We need not decide, however, whether application of the Santana analysis to the facts of this case is a new theory which cannot be raised for the first time on appeal, as we have concluded that even if the arrest did not occur *37until the officer was well inside the apartment, his entry and the arrest were justified by exigent circumstances.
The order of dismissal is reversed.
Barry-Deal, J., concurred.
But see State v. Penas (1978) 200 Neb. 387 [263 N.W.2d 835]; State v. Niedermeyer (1980) 48 Ore.App. 665 [617 P.2d 911]).

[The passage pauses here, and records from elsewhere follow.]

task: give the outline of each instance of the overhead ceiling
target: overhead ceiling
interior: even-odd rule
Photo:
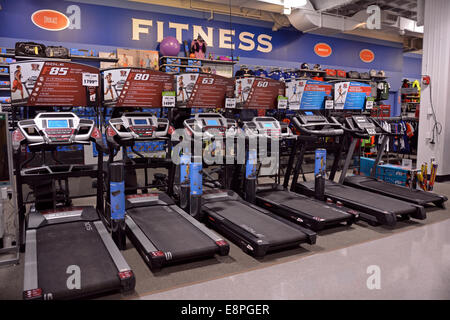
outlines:
[[[278,0],[280,4],[265,2],[264,0],[128,0],[134,2],[144,2],[185,8],[190,10],[199,10],[210,13],[210,18],[214,19],[214,14],[231,14],[261,21],[273,23],[273,30],[279,30],[283,27],[291,26],[288,17],[283,14],[283,1]],[[364,11],[370,5],[378,5],[382,10],[383,22],[398,21],[399,17],[411,20],[417,19],[418,1],[421,0],[308,0],[309,10],[320,15],[333,15],[338,17],[353,17],[358,12]],[[269,2],[277,2],[269,1]],[[290,3],[295,2],[290,0]],[[231,7],[230,7],[231,5]],[[337,30],[340,33],[354,34],[369,38],[377,38],[388,41],[401,42],[405,45],[405,51],[420,49],[411,47],[411,39],[421,38],[420,34],[411,34],[404,32],[393,32],[391,26],[382,30],[365,29],[364,24],[354,30]],[[317,30],[316,30],[317,31]],[[397,27],[397,31],[399,31]],[[315,31],[312,31],[315,32]],[[319,32],[320,33],[320,32]],[[414,42],[417,44],[418,42]]]
[[[312,0],[312,2],[317,3],[320,6],[320,2],[324,1]],[[326,10],[326,12],[351,17],[361,9],[365,9],[370,5],[378,5],[384,12],[395,16],[412,20],[416,20],[417,18],[417,0],[353,0],[348,4],[330,8]]]

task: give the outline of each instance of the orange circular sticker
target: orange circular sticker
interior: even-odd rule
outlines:
[[[370,63],[375,59],[375,53],[369,49],[363,49],[359,52],[359,58],[362,62]]]
[[[318,43],[314,46],[314,53],[317,54],[319,57],[326,58],[331,56],[331,53],[333,50],[331,50],[331,47],[326,43]]]
[[[38,10],[31,15],[31,21],[41,29],[61,31],[70,25],[70,20],[61,12],[55,10]]]

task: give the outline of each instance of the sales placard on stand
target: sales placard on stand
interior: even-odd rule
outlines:
[[[234,97],[234,80],[216,74],[184,73],[176,76],[177,106],[225,108]]]
[[[249,77],[236,79],[236,106],[244,109],[275,109],[278,96],[285,95],[284,82]]]
[[[14,106],[86,106],[97,101],[95,67],[36,60],[12,63],[10,70]]]
[[[103,101],[115,107],[159,108],[165,91],[173,91],[173,75],[142,68],[102,72]]]
[[[331,95],[332,85],[317,80],[296,79],[286,83],[286,97],[290,110],[322,109],[326,96]]]

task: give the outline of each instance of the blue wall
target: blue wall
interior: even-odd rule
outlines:
[[[322,67],[340,68],[344,70],[368,71],[369,69],[386,71],[391,84],[391,91],[398,91],[405,71],[413,65],[414,58],[405,58],[400,43],[358,38],[355,36],[324,37],[313,34],[303,34],[292,28],[272,31],[268,22],[254,19],[243,19],[224,15],[214,15],[208,21],[209,13],[161,7],[151,4],[130,3],[111,0],[100,1],[97,4],[87,4],[70,1],[50,0],[0,0],[3,9],[0,11],[0,47],[14,47],[16,41],[37,41],[47,45],[63,45],[69,48],[90,48],[100,51],[121,48],[136,48],[155,50],[157,21],[164,23],[164,36],[175,36],[175,30],[169,29],[169,22],[188,24],[189,30],[183,31],[183,40],[192,39],[193,25],[213,28],[213,47],[208,50],[216,55],[230,55],[240,57],[241,64],[299,67],[302,62],[319,63]],[[98,3],[102,4],[99,5]],[[66,29],[63,31],[43,30],[31,21],[31,15],[36,10],[53,9],[62,13],[67,12],[69,5],[77,5],[81,9],[81,29]],[[160,13],[164,12],[164,13]],[[69,15],[69,14],[67,14]],[[153,26],[147,27],[148,33],[141,33],[140,40],[133,40],[132,19],[152,20]],[[235,30],[233,38],[237,48],[233,50],[219,48],[219,29]],[[248,32],[254,35],[255,48],[251,51],[239,49],[241,43],[239,35]],[[272,50],[261,52],[257,50],[258,36],[270,39]],[[317,43],[325,42],[331,46],[333,52],[327,58],[314,53]],[[267,45],[261,44],[264,51]],[[362,62],[359,52],[370,49],[375,53],[371,63]],[[268,50],[266,50],[268,51]],[[413,59],[409,61],[409,59]],[[405,65],[404,65],[405,64]],[[414,71],[416,72],[416,71]],[[420,74],[420,72],[419,72]],[[394,99],[395,100],[395,99]],[[394,104],[393,109],[397,109]],[[398,108],[399,109],[399,108]]]
[[[405,53],[403,56],[403,78],[418,80],[422,74],[422,55]]]

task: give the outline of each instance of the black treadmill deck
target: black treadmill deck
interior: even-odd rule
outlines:
[[[315,243],[313,231],[251,205],[231,191],[227,196],[202,201],[207,222],[253,256],[262,257],[304,242]]]
[[[145,236],[171,260],[214,256],[217,245],[168,205],[127,210]]]
[[[322,229],[325,225],[339,224],[344,221],[352,221],[354,214],[345,212],[334,206],[328,206],[325,202],[319,202],[308,197],[286,190],[270,190],[257,193],[257,201],[265,205],[267,209],[282,214],[285,218],[299,221],[303,218],[308,227],[314,230]],[[283,210],[283,208],[289,209]]]
[[[422,190],[411,190],[406,187],[387,183],[367,176],[349,176],[345,178],[344,183],[352,187],[379,193],[403,201],[413,202],[418,205],[426,205],[428,203],[442,205],[445,201],[447,201],[445,196]]]
[[[313,195],[314,182],[297,183],[294,189]],[[329,180],[325,183],[325,196],[341,201],[345,206],[377,216],[378,222],[382,224],[395,225],[397,215],[409,215],[420,220],[426,218],[425,209],[421,206]]]
[[[36,230],[36,241],[38,285],[43,294],[51,294],[53,299],[61,300],[120,288],[114,261],[93,222],[43,226]],[[67,287],[73,273],[71,266],[80,268],[80,289]]]

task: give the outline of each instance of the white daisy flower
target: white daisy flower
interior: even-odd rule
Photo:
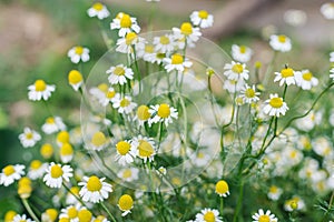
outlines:
[[[84,176],[84,181],[79,183],[82,185],[79,194],[85,202],[99,203],[109,198],[112,192],[112,185],[104,182],[106,178],[99,179],[96,175],[90,178]]]
[[[94,3],[92,7],[87,10],[87,13],[90,18],[97,17],[99,20],[106,19],[110,16],[107,7],[100,2]]]
[[[110,67],[107,71],[110,84],[126,84],[128,80],[134,79],[134,71],[124,64]]]
[[[286,36],[283,36],[283,34],[271,36],[269,44],[275,51],[281,51],[281,52],[288,52],[292,48],[289,38],[287,38]]]
[[[132,102],[130,97],[121,98],[119,93],[115,95],[112,108],[117,109],[119,113],[129,114],[136,107],[137,103]]]
[[[258,95],[259,92],[256,92],[255,90],[255,84],[253,84],[252,87],[249,87],[248,84],[245,84],[244,89],[240,91],[240,97],[243,98],[243,101],[245,103],[254,103],[257,102],[259,100]]]
[[[224,75],[228,80],[235,80],[235,81],[237,81],[239,79],[248,80],[248,78],[249,78],[249,75],[248,75],[249,71],[246,69],[245,63],[232,61],[230,63],[226,63],[224,65],[224,69],[226,70],[224,72]]]
[[[140,32],[140,27],[137,24],[137,19],[131,18],[129,14],[122,12],[118,13],[117,17],[112,19],[110,29],[119,29],[119,37],[125,37],[129,32]]]
[[[253,50],[246,46],[232,46],[232,58],[235,61],[246,63],[250,60]]]
[[[283,84],[296,84],[296,79],[295,79],[295,71],[288,67],[284,68],[281,70],[281,72],[275,72],[275,79],[274,82],[279,81],[279,87]]]
[[[30,128],[24,128],[23,133],[19,134],[19,140],[23,148],[31,148],[38,141],[41,140],[41,137],[35,130],[31,130]]]
[[[135,149],[136,157],[144,160],[144,163],[147,161],[154,161],[154,157],[156,154],[155,142],[151,138],[146,138],[143,135],[138,135],[132,139],[131,145]]]
[[[0,173],[0,185],[8,186],[12,184],[16,180],[20,180],[22,175],[24,175],[24,165],[14,164],[7,165],[2,169]]]
[[[205,10],[194,11],[190,14],[190,21],[193,22],[194,26],[205,29],[214,24],[214,16],[209,14]]]
[[[219,216],[219,211],[216,209],[203,209],[200,213],[196,214],[195,222],[223,222],[222,218]]]
[[[28,98],[32,101],[40,101],[43,99],[47,101],[51,97],[51,92],[55,92],[56,85],[47,84],[43,80],[36,80],[33,84],[28,87]]]
[[[265,107],[263,111],[265,114],[277,117],[285,115],[285,112],[288,110],[288,107],[283,101],[283,98],[279,98],[278,94],[271,94],[271,98],[265,101]]]
[[[164,122],[166,127],[168,127],[169,123],[173,123],[173,119],[178,118],[177,110],[166,103],[150,105],[148,112],[151,114],[151,118],[148,120],[149,125],[157,122]]]
[[[66,125],[60,117],[50,117],[46,120],[45,124],[42,124],[41,129],[46,134],[51,134],[66,130]]]
[[[175,49],[173,34],[165,34],[161,37],[154,38],[155,50],[160,53],[170,53]]]
[[[167,72],[171,72],[173,70],[183,72],[186,68],[190,68],[193,65],[193,62],[188,61],[187,58],[184,59],[184,57],[179,53],[173,54],[171,58],[165,58],[164,62],[166,63],[165,69]]]
[[[62,180],[69,182],[69,179],[73,175],[73,169],[70,165],[50,163],[47,169],[47,174],[43,178],[43,182],[50,188],[61,188]]]
[[[48,168],[48,163],[42,163],[39,160],[31,161],[28,171],[28,178],[30,178],[31,180],[37,180],[42,178],[47,168]]]
[[[277,218],[275,216],[275,214],[273,214],[269,210],[266,211],[266,213],[259,209],[258,213],[255,213],[254,215],[252,215],[253,218],[253,222],[263,222],[263,221],[267,221],[267,222],[277,222]]]
[[[126,182],[132,182],[135,180],[138,180],[139,178],[139,170],[137,168],[128,168],[128,169],[121,169],[117,176]]]
[[[17,214],[13,219],[12,222],[35,222],[31,219],[28,219],[26,214]]]
[[[308,70],[295,72],[296,84],[303,90],[311,90],[318,84],[318,80]]]
[[[70,58],[71,62],[73,63],[79,63],[80,60],[82,62],[88,62],[89,61],[89,49],[84,48],[84,47],[73,47],[71,48],[67,56]]]
[[[321,12],[325,19],[334,20],[334,2],[324,3],[321,7]]]
[[[119,198],[117,205],[119,210],[124,212],[121,216],[126,216],[127,214],[131,213],[131,209],[134,208],[134,200],[130,195],[124,194]]]
[[[184,22],[180,28],[173,28],[173,32],[175,39],[183,42],[179,49],[184,49],[186,43],[188,47],[195,47],[194,42],[202,36],[199,28],[194,28],[189,22]]]
[[[130,141],[124,140],[119,141],[116,144],[117,154],[115,160],[121,164],[126,165],[134,162],[134,158],[136,158],[136,149],[134,148]]]

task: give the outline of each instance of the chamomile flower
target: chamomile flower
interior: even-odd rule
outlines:
[[[145,163],[147,161],[154,161],[156,148],[155,142],[151,138],[138,135],[137,138],[132,139],[131,145],[134,147],[136,157],[143,159]]]
[[[79,183],[82,185],[79,194],[85,202],[99,203],[109,198],[109,193],[112,192],[112,186],[109,183],[104,182],[106,178],[99,179],[96,175],[90,178],[84,176],[84,181]]]
[[[33,84],[28,87],[28,98],[32,101],[47,101],[55,92],[56,85],[47,84],[43,80],[36,80]]]
[[[137,113],[136,113],[136,117],[134,118],[134,120],[138,121],[138,124],[140,127],[144,125],[145,122],[147,122],[150,118],[150,113],[149,113],[149,108],[145,104],[138,107],[137,109]]]
[[[318,84],[318,80],[308,70],[295,72],[296,84],[303,90],[311,90]]]
[[[91,8],[87,10],[89,17],[97,17],[99,20],[106,19],[109,17],[110,12],[107,7],[100,2],[96,2]]]
[[[224,71],[224,75],[228,80],[235,80],[235,81],[239,79],[248,80],[249,78],[248,74],[249,71],[246,69],[246,64],[244,63],[232,61],[230,63],[226,63],[224,69],[226,70]]]
[[[134,200],[130,195],[124,194],[118,200],[118,208],[122,211],[121,216],[126,216],[131,213],[131,209],[134,208]]]
[[[120,97],[119,93],[115,95],[112,108],[117,109],[119,113],[129,114],[137,107],[129,95]]]
[[[324,3],[321,7],[321,12],[325,19],[334,20],[334,2]]]
[[[62,181],[69,182],[69,179],[73,175],[71,167],[50,163],[46,170],[47,174],[43,178],[46,184],[50,188],[61,188]]]
[[[167,72],[171,72],[173,70],[183,72],[186,68],[190,68],[193,62],[188,61],[187,58],[179,53],[173,54],[170,58],[165,58],[164,62],[166,63],[165,69]]]
[[[31,219],[28,219],[26,214],[17,214],[13,219],[12,222],[35,222]]]
[[[178,118],[177,110],[166,103],[150,105],[148,112],[153,117],[148,120],[149,125],[157,122],[164,122],[166,127],[168,127],[169,123],[173,123],[173,119]]]
[[[264,212],[262,209],[257,213],[252,215],[253,222],[277,222],[277,218],[269,210]]]
[[[77,46],[71,48],[67,56],[70,58],[71,62],[73,63],[79,63],[80,60],[82,62],[88,62],[89,61],[89,49]]]
[[[269,44],[275,51],[281,51],[281,52],[288,52],[292,48],[292,43],[291,43],[289,38],[287,38],[284,34],[281,34],[281,36],[273,34],[273,36],[271,36]]]
[[[45,124],[42,124],[41,129],[46,134],[51,134],[66,130],[66,125],[60,117],[50,117],[46,120]]]
[[[7,165],[2,169],[0,173],[0,185],[8,186],[12,184],[16,180],[20,180],[24,175],[24,165]]]
[[[42,163],[39,160],[33,160],[33,161],[30,162],[30,167],[29,167],[29,171],[28,171],[28,176],[31,180],[36,180],[36,179],[42,178],[47,168],[48,168],[47,163]]]
[[[246,63],[250,60],[253,50],[246,46],[232,46],[232,58],[235,61]]]
[[[137,168],[121,169],[117,173],[117,176],[126,182],[131,182],[131,181],[138,180],[139,170]]]
[[[110,84],[126,84],[128,80],[134,79],[134,71],[124,64],[110,67],[107,71]]]
[[[214,24],[214,16],[209,14],[205,10],[194,11],[190,14],[190,21],[193,22],[194,26],[205,29]]]
[[[140,32],[140,27],[137,23],[137,19],[122,12],[118,13],[117,17],[112,19],[112,22],[110,23],[110,29],[119,29],[119,37],[125,37],[129,32]]]
[[[202,36],[199,28],[194,28],[189,22],[184,22],[180,28],[173,28],[173,32],[175,39],[183,42],[183,44],[179,44],[180,49],[184,49],[186,43],[189,47],[194,47],[194,42]]]
[[[121,164],[126,165],[128,163],[134,162],[134,158],[136,157],[136,150],[130,141],[124,140],[119,141],[116,144],[117,154],[115,160]]]
[[[73,88],[75,91],[78,91],[84,84],[82,74],[78,70],[71,70],[68,73],[68,83]]]
[[[175,49],[175,43],[174,43],[174,36],[171,34],[165,34],[161,37],[155,37],[154,38],[154,46],[155,50],[160,53],[170,53]]]
[[[19,134],[19,139],[23,148],[31,148],[41,140],[41,137],[35,130],[24,128],[23,133]]]
[[[264,113],[277,117],[285,115],[285,112],[288,110],[288,107],[284,102],[283,98],[279,98],[278,94],[271,94],[269,99],[265,101]]]
[[[204,209],[200,213],[196,214],[196,222],[223,222],[222,218],[219,216],[219,211],[216,209]]]
[[[228,183],[225,180],[220,180],[216,183],[216,191],[218,195],[226,198],[229,195]]]
[[[243,98],[243,101],[245,103],[254,103],[257,102],[259,100],[258,95],[259,92],[256,92],[255,90],[255,84],[253,84],[252,87],[249,87],[248,84],[245,84],[244,89],[240,91],[240,97]]]

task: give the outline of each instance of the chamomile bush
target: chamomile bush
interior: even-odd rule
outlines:
[[[333,20],[333,3],[320,11]],[[63,58],[80,95],[76,123],[50,109],[57,82],[27,85],[49,117],[18,138],[33,158],[1,170],[0,185],[21,206],[1,209],[6,222],[334,218],[334,52],[324,70],[279,63],[294,41],[272,34],[263,65],[252,60],[257,49],[234,43],[225,53],[203,38],[214,26],[205,10],[149,32],[99,2],[86,13],[108,50],[89,73],[94,46]]]

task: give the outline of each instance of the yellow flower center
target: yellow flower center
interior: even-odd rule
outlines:
[[[132,200],[132,198],[130,195],[124,194],[118,200],[118,205],[119,205],[120,210],[122,210],[122,211],[129,211],[129,210],[131,210],[131,208],[134,205],[134,200]]]
[[[62,169],[59,165],[51,167],[51,178],[60,178],[63,174]]]
[[[49,159],[52,154],[53,154],[53,148],[51,144],[46,143],[41,147],[40,149],[40,154],[45,158],[45,159]]]
[[[246,90],[245,95],[247,98],[254,98],[255,97],[255,91],[252,88],[249,88],[249,89]]]
[[[286,42],[286,37],[283,36],[283,34],[278,36],[278,41],[279,41],[281,43]]]
[[[90,222],[91,216],[91,212],[86,209],[80,210],[78,213],[79,222]]]
[[[100,191],[102,188],[102,183],[100,179],[96,175],[92,175],[88,179],[87,190],[90,192]]]
[[[82,82],[82,74],[78,70],[71,70],[68,73],[68,82],[70,84],[78,84]]]
[[[126,36],[126,44],[127,46],[132,44],[136,39],[137,39],[137,34],[135,32],[127,33],[127,36]]]
[[[283,99],[282,98],[273,98],[273,99],[271,99],[269,104],[272,108],[276,108],[276,109],[282,108]]]
[[[216,184],[216,192],[218,194],[227,193],[228,192],[228,184],[227,184],[227,182],[224,181],[224,180],[218,181],[217,184]]]
[[[244,71],[244,67],[243,64],[234,64],[232,71],[239,74]]]
[[[126,141],[120,141],[116,144],[116,149],[119,152],[119,154],[125,155],[129,152],[129,150],[131,149],[130,143],[126,142]]]
[[[101,11],[104,9],[104,4],[101,4],[100,2],[97,2],[97,3],[92,4],[92,8],[97,11]]]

The United States Supreme Court recently held that a person subjected to custodial interrogation is entitled to Miranda warnings whether the offense being investigated is a felony or a misdemeanor. The court reasoned that police are often unaware when they arrest a person whether he has committed a felony or a misdemeanor. The nature of an offense may depend on circumstances unknowable to police at the time, such as whether the suspect has previously committed a similar offense; it may depend on events yet to happen, such as whether the victim of an accident dies. It would be unreasonable to expect police to make guesses as to the nature of the criminal conduct at issue before deciding how they may interrogate a suspect. (Berkemer v. McCarty (1984) — U.S. —, — [82 L.Ed.2d 317, 329, 104 S.Ct. 3138].) The court’s discussion in Berkemer further undercuts respondent’s argument that there is such a clear line between felonies and misdemeanors that a warrantless entry to arrest for a misdemeanor is always prohibited and never justified by exigent circumstances.